A fight is looming over whether it will be made meaningful and permanent--or whether Schaaf and her allies will be able to take us back, after a while, to the way things were, with no real accountability for police. Oakland police have gotten away with killing a number of people, most of them Black, in the last few years, but a straw has finally broken at least their leadership's back. That doesn't guarantee real change, but it provides an opportunity.


IT'S IRONIC that the final straw was something which qualifies under state law as a sex trafficking, given that Oakland's police department labeled the city the "hub of the West for underage prostitution" and publicly claimed that it is making a priority of fighting it. But in fact, the criminalization of sex work facilitated Guap's exploitation by providing cops with a power over her life that, unsurprisingly, they abused.

Guap, who talked at length to the East Bay Express, doesn't seem to have described herself as a rape victim, but as Katherine Koster of the Sex Workers Outreach Project told the Express, the fact that any cop who was unhappy with what she offered or didn't offer sexually could have placed her under arrest makes it clearly a "coercive situation."

The president of Oakland's police union told the Los Angeles Times that "those who are out there today serving the citizens of Oakland, this isn't what they're made of." But plainly, it is. On top of the Oakland cop who killed himself, two others have resigned, and three more have been placed on leave, but the rest are still on the streets.

It will be harder than ever in the coming months for defenders of the police to claim persuasively that the problem is just a few "bad apples," or even just one rotten barrel in Oakland.

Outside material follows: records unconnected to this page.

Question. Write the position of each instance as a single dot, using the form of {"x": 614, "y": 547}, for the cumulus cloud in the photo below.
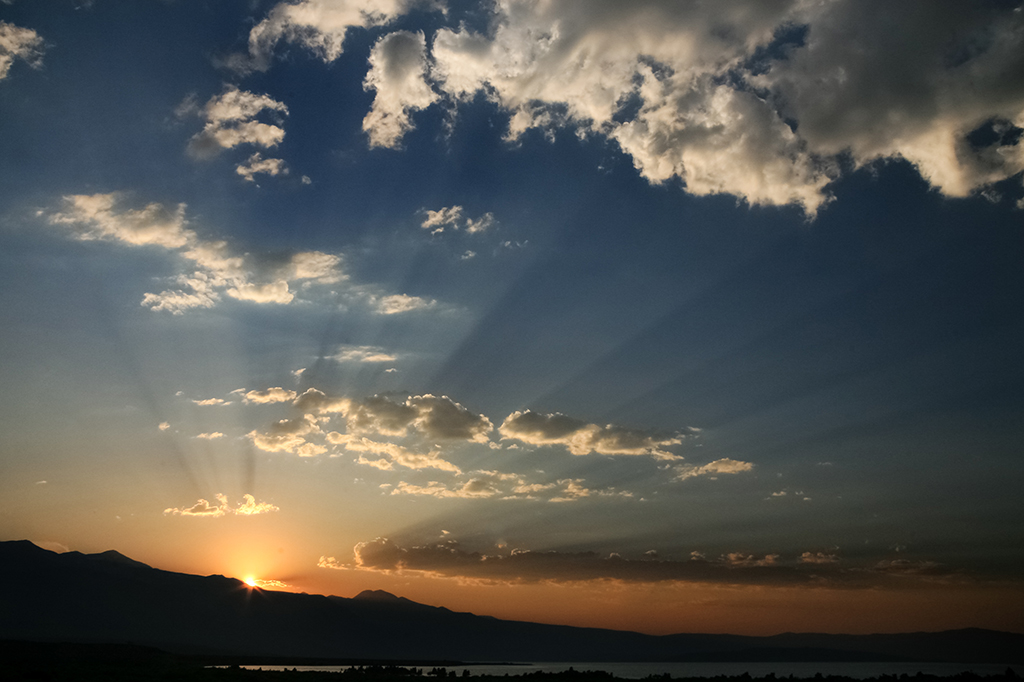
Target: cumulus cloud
{"x": 756, "y": 99}
{"x": 231, "y": 120}
{"x": 18, "y": 43}
{"x": 448, "y": 558}
{"x": 431, "y": 416}
{"x": 713, "y": 469}
{"x": 248, "y": 507}
{"x": 275, "y": 394}
{"x": 393, "y": 454}
{"x": 289, "y": 435}
{"x": 257, "y": 164}
{"x": 397, "y": 75}
{"x": 364, "y": 354}
{"x": 213, "y": 269}
{"x": 320, "y": 26}
{"x": 583, "y": 438}
{"x": 452, "y": 218}
{"x": 397, "y": 303}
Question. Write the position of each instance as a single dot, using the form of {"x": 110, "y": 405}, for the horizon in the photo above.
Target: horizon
{"x": 660, "y": 316}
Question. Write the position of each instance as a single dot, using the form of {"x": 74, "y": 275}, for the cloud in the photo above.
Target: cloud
{"x": 583, "y": 438}
{"x": 212, "y": 268}
{"x": 395, "y": 454}
{"x": 211, "y": 401}
{"x": 397, "y": 75}
{"x": 248, "y": 507}
{"x": 478, "y": 486}
{"x": 759, "y": 100}
{"x": 289, "y": 435}
{"x": 398, "y": 303}
{"x": 364, "y": 354}
{"x": 442, "y": 217}
{"x": 521, "y": 565}
{"x": 257, "y": 164}
{"x": 431, "y": 416}
{"x": 452, "y": 217}
{"x": 713, "y": 469}
{"x": 275, "y": 394}
{"x": 320, "y": 26}
{"x": 95, "y": 217}
{"x": 18, "y": 43}
{"x": 230, "y": 121}
{"x": 857, "y": 87}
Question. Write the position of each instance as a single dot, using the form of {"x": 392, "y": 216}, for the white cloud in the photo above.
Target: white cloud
{"x": 248, "y": 507}
{"x": 689, "y": 91}
{"x": 257, "y": 164}
{"x": 395, "y": 454}
{"x": 275, "y": 394}
{"x": 713, "y": 469}
{"x": 211, "y": 401}
{"x": 474, "y": 487}
{"x": 397, "y": 74}
{"x": 454, "y": 218}
{"x": 95, "y": 217}
{"x": 364, "y": 354}
{"x": 583, "y": 438}
{"x": 442, "y": 217}
{"x": 18, "y": 43}
{"x": 437, "y": 418}
{"x": 212, "y": 269}
{"x": 320, "y": 26}
{"x": 398, "y": 303}
{"x": 230, "y": 121}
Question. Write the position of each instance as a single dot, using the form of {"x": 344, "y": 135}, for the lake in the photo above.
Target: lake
{"x": 633, "y": 671}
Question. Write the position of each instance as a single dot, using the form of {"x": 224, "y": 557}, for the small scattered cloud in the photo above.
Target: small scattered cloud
{"x": 713, "y": 469}
{"x": 583, "y": 438}
{"x": 453, "y": 218}
{"x": 212, "y": 401}
{"x": 397, "y": 303}
{"x": 275, "y": 394}
{"x": 364, "y": 354}
{"x": 18, "y": 44}
{"x": 230, "y": 120}
{"x": 248, "y": 507}
{"x": 397, "y": 76}
{"x": 257, "y": 164}
{"x": 318, "y": 26}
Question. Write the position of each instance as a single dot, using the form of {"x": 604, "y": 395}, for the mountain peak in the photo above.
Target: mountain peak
{"x": 377, "y": 595}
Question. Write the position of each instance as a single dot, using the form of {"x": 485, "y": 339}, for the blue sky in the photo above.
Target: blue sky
{"x": 637, "y": 303}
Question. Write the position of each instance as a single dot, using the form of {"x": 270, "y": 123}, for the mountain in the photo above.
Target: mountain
{"x": 109, "y": 598}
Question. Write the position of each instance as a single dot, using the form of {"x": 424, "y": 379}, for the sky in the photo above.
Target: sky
{"x": 659, "y": 315}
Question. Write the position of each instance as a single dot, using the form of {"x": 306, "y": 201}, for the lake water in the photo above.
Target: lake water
{"x": 634, "y": 671}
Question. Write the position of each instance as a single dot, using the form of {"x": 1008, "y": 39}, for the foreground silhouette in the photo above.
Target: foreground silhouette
{"x": 123, "y": 663}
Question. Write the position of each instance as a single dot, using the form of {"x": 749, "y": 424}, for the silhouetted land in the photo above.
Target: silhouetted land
{"x": 122, "y": 663}
{"x": 107, "y": 597}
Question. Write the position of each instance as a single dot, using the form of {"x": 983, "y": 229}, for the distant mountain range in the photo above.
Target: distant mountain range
{"x": 109, "y": 598}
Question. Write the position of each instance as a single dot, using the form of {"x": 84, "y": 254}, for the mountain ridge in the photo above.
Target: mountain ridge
{"x": 108, "y": 597}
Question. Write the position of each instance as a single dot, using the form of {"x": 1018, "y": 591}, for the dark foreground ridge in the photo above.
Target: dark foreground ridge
{"x": 109, "y": 598}
{"x": 123, "y": 663}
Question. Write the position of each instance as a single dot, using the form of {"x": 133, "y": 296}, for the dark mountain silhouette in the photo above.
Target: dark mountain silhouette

It's not just that the Oakland cops directly involved in either the abuse of Guap or the racist text messages amount to a significant percentage of the force, which has less than 800 officers. And it's not just that Schaaf has been unable to find a ranking cop in the department who is scandal-free.

Richmond police and Alameda County sheriff's deputies are also under investigation for coercing sex from Guap; a Contra Costa County deputy has already been suspended for "sex with an underage girl," who may be Guap or another victim entirely; plus a federal officer was involved, too, according to the Express.

It would be reasonable to conclude that Oakland's police are unusual only because so many of their abuses have become public.